In this talk, Professor Ding gives an inspiring talk about data science’s present situation and future. She points out that with the advancement of technology, the production and access to large-scale data sets have fundamentally changed how people think and how they live. At the same time, it also brings lots of valuable opportunities and challenges for data scientists.
Researchers coming from different fields might focus on different levels of problems. Methodologists coming from mathematics and physics tend to look at things at a macro-level, trying to extract some rules or build general models to explain the complicated, dynamic, stochastic and messy data patterns. Some researchers pay much attention to issues at micro-level, such as in recommendation system, they investigate each individual’s behaviors and preferences. While, data scientists prefer to resolve problems arising from meso-level, playing the role of intermediators connecting micro and macro levels.

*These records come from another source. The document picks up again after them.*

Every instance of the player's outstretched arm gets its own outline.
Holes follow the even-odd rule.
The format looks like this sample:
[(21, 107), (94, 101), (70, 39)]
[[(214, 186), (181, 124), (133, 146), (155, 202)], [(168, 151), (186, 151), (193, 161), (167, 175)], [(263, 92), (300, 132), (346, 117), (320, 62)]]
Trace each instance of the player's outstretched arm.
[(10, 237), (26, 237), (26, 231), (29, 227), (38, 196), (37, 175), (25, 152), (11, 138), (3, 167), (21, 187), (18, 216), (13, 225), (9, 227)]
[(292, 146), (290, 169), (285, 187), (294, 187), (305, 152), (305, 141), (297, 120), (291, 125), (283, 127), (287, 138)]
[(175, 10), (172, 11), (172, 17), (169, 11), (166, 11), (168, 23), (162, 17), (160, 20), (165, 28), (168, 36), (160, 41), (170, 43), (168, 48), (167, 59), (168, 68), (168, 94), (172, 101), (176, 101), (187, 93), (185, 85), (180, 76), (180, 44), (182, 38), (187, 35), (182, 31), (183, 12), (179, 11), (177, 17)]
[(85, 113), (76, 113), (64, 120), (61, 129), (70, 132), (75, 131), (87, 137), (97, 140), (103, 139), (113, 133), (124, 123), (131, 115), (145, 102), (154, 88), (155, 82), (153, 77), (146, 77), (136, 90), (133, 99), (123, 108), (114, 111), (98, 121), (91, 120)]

Specifically, Prof. Ding presents some recent work and obtained results by her research group, mainly about bibliometrics (or science of science), drug protein target interactions, and innovation diffusion. Bibliometrics is statistical analysis of digital publications, such as papers, articles, books and news. For example, given an academic publication corpus, they can mine knowledge with respect to collaboration, citation as well as research topic shifts over time etc. Besides, her research group is also interested in predicting drug protein interactions based on semantic network analysis. The semantic network integrates chemical, pharmacological, genomic, biological, functional, and biomedical information, in which nodes and edges are extremely heterogeneous. Due to its heterogeneity, they examine meta-path-based topological patterns to predict potential drug-protein links. Details can be seen in their recent publication entitled “Predicting drug protein target interactions using meta-path based semantic network analysis”. In addition, Prof. Ding also talks about their work on innovation diffusion. They mine a whole collection of publications during the past decade, aiming to check out how LDA algorithm diffuses across diverse domains. They find that the early adopters of one innovation are responsible for the final spreading scale. It gives researchers some good insights of how to better spread their ideas and work.
Details About Talk
Title: Data-Driven Science of Science
Speaker: Ying Ding
Bio: Dr. Ying Ding is an Associate Professor at School of Informatics and Computing and is currently associate director of data science online program at Indiana University. She has been involved in various NIH, NSF and European-Union funded projects. She has published 190+ papers in journals, conferences, and workshops, and served as the program committee member for 180+ international conferences. Her current research interests include data-driven knowledge discovery, Semantic Web, knowledge graph, scientific collaboration, and the application of Web Technology.